NYPD must adopt an accurate definition in its reports.https://t.co/V2pX3sQ3rK
— Dan Quart (@AMDanQuart) May 30, 2019
According to criminal justice advocates, the inconsistency in the data is just the latest example of the NYPD not prioritizing rape cases. Last year, a scathing report from the Department of Investigation found significant staffing shortages and dysfunction inside the NYPD's Special Victims Division: a total of 67 detectives were assigned to investigate 5,661 sex crimes, compared to 101 detectives on the city's homicide squad looking at 282 homicides. Members of the unit said they were instructed to "simply not investigate all misdemeanor sexual assaults," and that a backlog of 1,400 crimes with DNA evidence had not been solved.
The department initially rejected these findings, though the head of the SVD, Deputy Chief Michael Osgood, was later transferred. Recent attempts at reform have resulted in NYPD brass reassigning sex crimes detectives and liquidating units, much to the frustration of victims.
The lack of resources to investigate sex crimes, advocates say, is one reason for New York City's unusually high rate of prematurely closed rape cases.
"When the [Special Victims Division] does investigate rapes, they do it poorly," Rebecca Kavanagh, a public defender who also works for the nonprofit criminal justice publication The Appeal, told Gothamist. "They prioritize stranger rapes over rapes where the parties know each other. They close rape cases sometimes when the person is still in the hospital immediately after being raped. When the complainant has decided not to cooperate because their experience with their investigators has been so traumatic, they close cases citing an uncooperative complainant."
This is horrific and we should all be appalled. Please watch @CarlHeastie @AndreaSCousins @NYGovCuomo @NYCMayor NYPD Undercounting Rape by 38% Compared to FBI Statistics @SlatteryNYDN https://t.co/b21MnuNOkW
— Aravella Simotas (@AravellaSimotas) May 30, 2019
Further stretching the small sex-crimes unit is the recent increase in reported rapes. While nearly every type of violent crime decreased last year, reported rapes spiked by more than 20 percent in 2018—an uptick that Mayor Bill de Blasio attributed to a cultural shift leading more victims of sexual violence to come forward.
While it's difficult to say for sure what's driving the jump in reports, it stands to reason that the NYPD's undercounting of rape data means that the increase is even larger than previously known. As Kavanagh sees it, the simplest solution—in addition to publicly sharing the accurate data—would be to shift officers away from broken windows policing, and reinvest those resources in investigating rape cases.
"The cost of prosecuting low level offenses is sex crimes that go un-investigated and remain unsolved and a department that is incentivized to lie about its clearance rates for rape," she said.
Gothamist's inquiries to both the NYPD and the Mayor's Office were not returned.

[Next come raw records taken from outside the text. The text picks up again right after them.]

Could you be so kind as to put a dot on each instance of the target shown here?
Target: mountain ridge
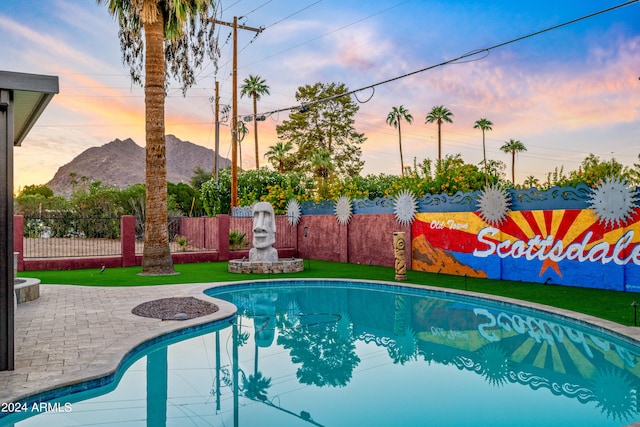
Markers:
(121, 163)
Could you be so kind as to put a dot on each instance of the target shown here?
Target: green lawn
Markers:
(610, 305)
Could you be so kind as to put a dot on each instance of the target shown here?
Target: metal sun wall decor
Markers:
(406, 207)
(343, 210)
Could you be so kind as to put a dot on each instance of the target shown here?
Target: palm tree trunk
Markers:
(255, 128)
(400, 143)
(156, 258)
(439, 140)
(484, 154)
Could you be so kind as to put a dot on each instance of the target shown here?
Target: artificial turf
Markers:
(610, 305)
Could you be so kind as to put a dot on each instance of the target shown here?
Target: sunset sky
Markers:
(564, 93)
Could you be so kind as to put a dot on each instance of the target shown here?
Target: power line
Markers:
(457, 59)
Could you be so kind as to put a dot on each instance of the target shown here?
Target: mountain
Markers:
(122, 163)
(435, 260)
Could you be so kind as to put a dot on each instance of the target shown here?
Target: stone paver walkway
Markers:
(73, 334)
(77, 333)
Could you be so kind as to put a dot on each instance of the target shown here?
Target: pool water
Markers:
(338, 354)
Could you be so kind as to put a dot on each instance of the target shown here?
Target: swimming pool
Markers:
(332, 353)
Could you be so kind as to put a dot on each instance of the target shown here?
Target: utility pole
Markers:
(234, 105)
(217, 122)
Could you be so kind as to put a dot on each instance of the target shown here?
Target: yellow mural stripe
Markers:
(556, 220)
(522, 223)
(539, 217)
(541, 356)
(584, 220)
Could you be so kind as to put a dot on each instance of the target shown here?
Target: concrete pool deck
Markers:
(72, 334)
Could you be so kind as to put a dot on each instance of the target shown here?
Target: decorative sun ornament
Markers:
(343, 210)
(293, 212)
(405, 207)
(493, 205)
(613, 201)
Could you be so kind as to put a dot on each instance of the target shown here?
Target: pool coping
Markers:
(131, 333)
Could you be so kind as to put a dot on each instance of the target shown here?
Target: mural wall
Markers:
(596, 247)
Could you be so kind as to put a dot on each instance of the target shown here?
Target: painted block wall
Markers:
(568, 247)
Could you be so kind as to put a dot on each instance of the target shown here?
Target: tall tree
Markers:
(394, 118)
(160, 36)
(279, 155)
(255, 86)
(531, 181)
(325, 121)
(439, 114)
(484, 125)
(513, 146)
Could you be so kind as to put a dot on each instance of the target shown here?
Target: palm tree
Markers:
(439, 114)
(254, 86)
(152, 34)
(513, 147)
(241, 133)
(279, 154)
(393, 119)
(484, 125)
(323, 168)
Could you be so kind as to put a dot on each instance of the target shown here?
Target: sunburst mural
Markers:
(585, 246)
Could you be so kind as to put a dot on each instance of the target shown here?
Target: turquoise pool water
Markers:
(338, 354)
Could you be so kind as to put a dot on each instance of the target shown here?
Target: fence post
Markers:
(224, 223)
(128, 240)
(18, 239)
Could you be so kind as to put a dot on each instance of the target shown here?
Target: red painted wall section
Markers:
(371, 239)
(223, 222)
(128, 240)
(18, 241)
(322, 240)
(367, 239)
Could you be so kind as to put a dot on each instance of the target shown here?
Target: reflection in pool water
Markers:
(334, 354)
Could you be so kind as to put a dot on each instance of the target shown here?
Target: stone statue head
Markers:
(264, 225)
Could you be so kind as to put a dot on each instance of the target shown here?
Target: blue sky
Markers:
(564, 94)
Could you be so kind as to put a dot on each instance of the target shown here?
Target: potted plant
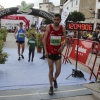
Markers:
(39, 42)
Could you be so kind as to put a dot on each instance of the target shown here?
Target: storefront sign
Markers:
(79, 26)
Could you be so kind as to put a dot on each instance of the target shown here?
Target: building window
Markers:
(76, 2)
(98, 13)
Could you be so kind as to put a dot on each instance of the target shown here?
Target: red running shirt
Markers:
(54, 40)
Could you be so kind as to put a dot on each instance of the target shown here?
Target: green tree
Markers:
(76, 16)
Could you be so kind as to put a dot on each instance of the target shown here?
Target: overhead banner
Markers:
(83, 50)
(79, 26)
(13, 17)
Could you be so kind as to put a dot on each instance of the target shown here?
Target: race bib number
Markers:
(55, 40)
(21, 35)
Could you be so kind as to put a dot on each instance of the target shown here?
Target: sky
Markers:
(14, 3)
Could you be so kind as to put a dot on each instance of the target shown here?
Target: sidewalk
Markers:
(93, 87)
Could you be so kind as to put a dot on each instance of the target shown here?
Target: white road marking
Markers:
(6, 96)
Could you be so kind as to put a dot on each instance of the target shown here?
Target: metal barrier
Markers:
(85, 53)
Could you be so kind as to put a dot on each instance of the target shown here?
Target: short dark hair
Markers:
(33, 35)
(21, 22)
(57, 15)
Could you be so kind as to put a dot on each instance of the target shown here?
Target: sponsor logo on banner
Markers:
(83, 50)
(25, 8)
(4, 12)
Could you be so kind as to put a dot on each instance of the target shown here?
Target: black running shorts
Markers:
(54, 57)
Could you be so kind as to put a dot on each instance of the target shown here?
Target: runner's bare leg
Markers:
(50, 63)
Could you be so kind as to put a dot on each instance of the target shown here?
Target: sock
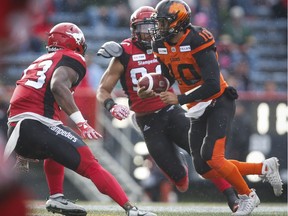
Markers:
(54, 176)
(227, 169)
(248, 168)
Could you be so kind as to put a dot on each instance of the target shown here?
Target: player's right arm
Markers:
(106, 86)
(62, 81)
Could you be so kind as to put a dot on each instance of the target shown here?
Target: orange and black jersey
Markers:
(193, 63)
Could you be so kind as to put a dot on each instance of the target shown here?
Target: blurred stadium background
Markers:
(251, 37)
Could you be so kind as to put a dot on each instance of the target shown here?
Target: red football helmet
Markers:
(140, 23)
(66, 35)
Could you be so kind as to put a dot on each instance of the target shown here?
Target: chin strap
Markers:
(110, 49)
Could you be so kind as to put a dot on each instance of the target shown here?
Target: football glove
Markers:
(87, 131)
(119, 111)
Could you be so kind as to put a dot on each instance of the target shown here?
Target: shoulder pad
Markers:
(110, 49)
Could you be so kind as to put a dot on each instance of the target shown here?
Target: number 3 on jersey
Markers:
(35, 74)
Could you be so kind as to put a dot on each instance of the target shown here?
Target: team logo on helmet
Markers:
(77, 36)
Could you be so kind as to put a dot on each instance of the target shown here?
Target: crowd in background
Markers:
(25, 24)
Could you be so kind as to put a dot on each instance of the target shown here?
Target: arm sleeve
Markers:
(208, 64)
(165, 72)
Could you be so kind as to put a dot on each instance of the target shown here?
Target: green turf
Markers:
(166, 209)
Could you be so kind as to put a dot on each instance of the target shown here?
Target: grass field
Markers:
(166, 209)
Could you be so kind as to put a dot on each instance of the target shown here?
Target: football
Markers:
(154, 81)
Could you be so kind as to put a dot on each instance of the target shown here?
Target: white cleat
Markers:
(136, 212)
(59, 204)
(247, 203)
(270, 173)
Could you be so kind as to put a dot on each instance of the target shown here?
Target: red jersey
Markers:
(138, 63)
(33, 93)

Listen to an interview with the Newsy reporter here:
UPDATE: Following publication of this story, NYPD spokesperson Devora Kaye provided Gothamist with a statement, which reads in part: "The NYPD takes all complaints of any sexual assault extremely seriously and urges anyone who has been a victim to file a complaint so we can conduct a comprehensive investigation, and offer support and services to survivors."
While the department has not followed a state memo directing them to use the expanded definition of rape in public reports, Kaye said that the NYPD's disclosures were within the New York State penal code.
"The Department constantly reassess our existing procedures and in line with that, we are in the process of reviewing our existent protocols," the spokesperson added.